Schlussbemerkung: Der letzte Teil fasst zusammen, dass Erziehung für den Menschen als offenes Wesen notwendig ist, wobei die methodischen Ansätze Herbarts konsequent darauf ausgerichtet sind, die Entwicklung zum moralisch handelnden Individuum zu ermöglichen.
Schlüsselwörter
Johann Friedrich Herbart, Lerntheorie, Erziehung, Moralität, Charakterbildung, Regierung, Unterricht, Zucht, Vorstellungsmasse, Apperzeptionstheorie, Individualität, Formalstufen, Pädagogik, Ethik, Bildsamkeit.
Häufig gestellte Fragen
Worum geht es in dieser Arbeit grundsätzlich?

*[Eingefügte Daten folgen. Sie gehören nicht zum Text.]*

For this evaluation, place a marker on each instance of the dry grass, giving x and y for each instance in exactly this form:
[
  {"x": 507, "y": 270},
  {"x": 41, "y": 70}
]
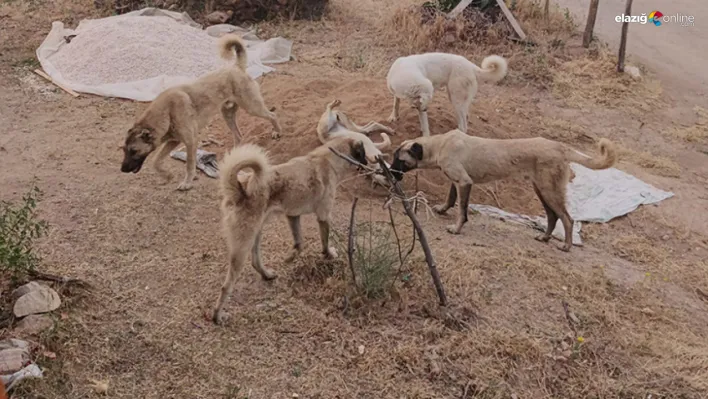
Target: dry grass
[{"x": 157, "y": 260}]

Die Arbeit befasst sich mit der pädagogischen Lerntheorie von Johann Friedrich Herbart und untersucht, wie er das Verhältnis von Psychologie, Erziehung und Charakterbildung konzeptionell begründet.

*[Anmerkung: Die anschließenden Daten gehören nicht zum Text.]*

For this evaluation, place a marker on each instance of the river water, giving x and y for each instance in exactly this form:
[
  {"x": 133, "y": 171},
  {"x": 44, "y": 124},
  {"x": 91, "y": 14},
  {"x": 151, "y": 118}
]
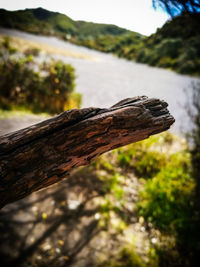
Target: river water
[{"x": 104, "y": 79}]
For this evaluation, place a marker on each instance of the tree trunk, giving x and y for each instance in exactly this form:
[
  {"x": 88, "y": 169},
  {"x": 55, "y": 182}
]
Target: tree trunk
[{"x": 43, "y": 154}]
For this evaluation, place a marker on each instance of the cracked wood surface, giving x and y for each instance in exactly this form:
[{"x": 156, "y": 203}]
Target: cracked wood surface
[{"x": 43, "y": 154}]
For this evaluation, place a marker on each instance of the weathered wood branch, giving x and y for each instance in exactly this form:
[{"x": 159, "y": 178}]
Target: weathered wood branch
[{"x": 43, "y": 154}]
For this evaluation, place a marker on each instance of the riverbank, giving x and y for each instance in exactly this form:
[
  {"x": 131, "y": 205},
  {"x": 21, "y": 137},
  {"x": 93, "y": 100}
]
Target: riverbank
[{"x": 107, "y": 80}]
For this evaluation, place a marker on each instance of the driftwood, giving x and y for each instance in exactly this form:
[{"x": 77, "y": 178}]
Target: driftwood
[{"x": 43, "y": 154}]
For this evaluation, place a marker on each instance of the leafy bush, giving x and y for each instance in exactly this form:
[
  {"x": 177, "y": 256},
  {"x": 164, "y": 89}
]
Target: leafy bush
[
  {"x": 47, "y": 87},
  {"x": 149, "y": 164},
  {"x": 167, "y": 198}
]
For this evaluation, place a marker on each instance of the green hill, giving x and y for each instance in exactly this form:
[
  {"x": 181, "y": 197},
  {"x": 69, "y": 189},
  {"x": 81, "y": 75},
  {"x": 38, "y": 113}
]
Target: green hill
[
  {"x": 175, "y": 46},
  {"x": 42, "y": 21}
]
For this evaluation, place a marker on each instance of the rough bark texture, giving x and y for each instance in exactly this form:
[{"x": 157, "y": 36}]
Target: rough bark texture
[{"x": 43, "y": 154}]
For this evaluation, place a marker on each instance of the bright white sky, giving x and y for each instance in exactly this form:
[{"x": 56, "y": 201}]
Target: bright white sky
[{"x": 135, "y": 15}]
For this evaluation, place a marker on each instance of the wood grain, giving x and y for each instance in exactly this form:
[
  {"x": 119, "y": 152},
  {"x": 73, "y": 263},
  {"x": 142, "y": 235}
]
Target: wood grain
[{"x": 43, "y": 154}]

Was sind die zentralen Themenfelder der Arbeit?
Die zentralen Felder umfassen Herbarts Verständnis der Seele, die Definition des Erziehungsziels als Moralität sowie die praktische Umsetzung der Erziehung durch Regierung, Unterricht und Zucht.
Was ist das primäre Ziel der Untersuchung?

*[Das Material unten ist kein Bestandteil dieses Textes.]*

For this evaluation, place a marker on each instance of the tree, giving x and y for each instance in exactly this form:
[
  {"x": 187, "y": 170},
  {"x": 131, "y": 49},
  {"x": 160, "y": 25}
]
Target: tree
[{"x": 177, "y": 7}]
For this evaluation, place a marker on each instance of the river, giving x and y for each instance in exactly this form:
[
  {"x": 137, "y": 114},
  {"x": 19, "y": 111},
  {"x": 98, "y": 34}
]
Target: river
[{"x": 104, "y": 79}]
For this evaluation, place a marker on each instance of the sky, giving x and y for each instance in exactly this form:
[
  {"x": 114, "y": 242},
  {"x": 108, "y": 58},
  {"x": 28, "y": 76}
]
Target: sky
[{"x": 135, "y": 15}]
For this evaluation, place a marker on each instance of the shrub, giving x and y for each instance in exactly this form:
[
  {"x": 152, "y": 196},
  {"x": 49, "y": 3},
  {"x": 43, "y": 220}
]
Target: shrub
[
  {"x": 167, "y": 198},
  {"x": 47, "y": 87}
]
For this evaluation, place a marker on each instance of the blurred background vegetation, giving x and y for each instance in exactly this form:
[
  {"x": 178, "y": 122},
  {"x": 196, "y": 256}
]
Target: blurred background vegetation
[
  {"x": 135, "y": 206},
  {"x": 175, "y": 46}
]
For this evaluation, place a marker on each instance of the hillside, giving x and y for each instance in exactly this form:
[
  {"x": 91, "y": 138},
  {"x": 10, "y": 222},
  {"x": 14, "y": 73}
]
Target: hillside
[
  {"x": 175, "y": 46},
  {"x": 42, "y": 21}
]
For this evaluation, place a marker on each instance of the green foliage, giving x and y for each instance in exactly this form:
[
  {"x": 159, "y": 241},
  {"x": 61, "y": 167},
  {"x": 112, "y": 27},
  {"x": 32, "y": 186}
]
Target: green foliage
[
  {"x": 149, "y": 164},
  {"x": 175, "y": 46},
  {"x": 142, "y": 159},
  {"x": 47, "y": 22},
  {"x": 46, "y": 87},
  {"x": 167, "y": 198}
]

Das Ziel ist es, einen systematischen Überblick über die Erziehungskunst Herbarts zu schaffen und aufzuzeigen, wie er den Prozess von der ursprünglichen „willenlosen“ Individualität des Kindes hin zum sittlich gebildeten Menschen beschreibt.
Welche wissenschaftliche Methode verwendet die Arbeit?
Die Arbeit basiert auf einer theoretischen Literaturanalyse der Schriften Herbarts und nutzt zentrale Sekundärliteratur zur Interpretation seiner pädagogischen Konzepte.
Was wird im Hauptteil der Arbeit behandelt?
Der Hauptteil gliedert sich in die Untersuchung von Herbarts Menschenbild, die philosophische Herleitung des Erziehungsziels der Moralität sowie die formale Strukturierung des Unterrichts und die pädagogische Bedeutung der Zucht.
Welche Schlüsselwörter charakterisieren die Arbeit?
Besonders charakteristisch sind Begriffe wie Charakterbildung, Moralität, Regieren, Unterrichten und Züchten, welche die systemische Pädagogik Herbarts prägen.
Warum betont Herbart die „Stufe der Klarheit“ so stark?
Sie bildet den Ausgangspunkt der Formalstufen, um das vorhandene Wissen der Schüler zu identifizieren und zu ordnen, bevor neue Inhalte synthetisch verknüpft werden können.
Wie unterscheidet Herbart zwischen Regierung und Zucht?
Während die Regierung eher auf eine äußere Ordnung und das Vermeiden von Fehlverhalten (Ungestüm) abzielt, ist die Zucht als Erziehung im engeren, persönlicheren Sinne zu verstehen, die direkt auf die moralische Charakterbildung einwirkt.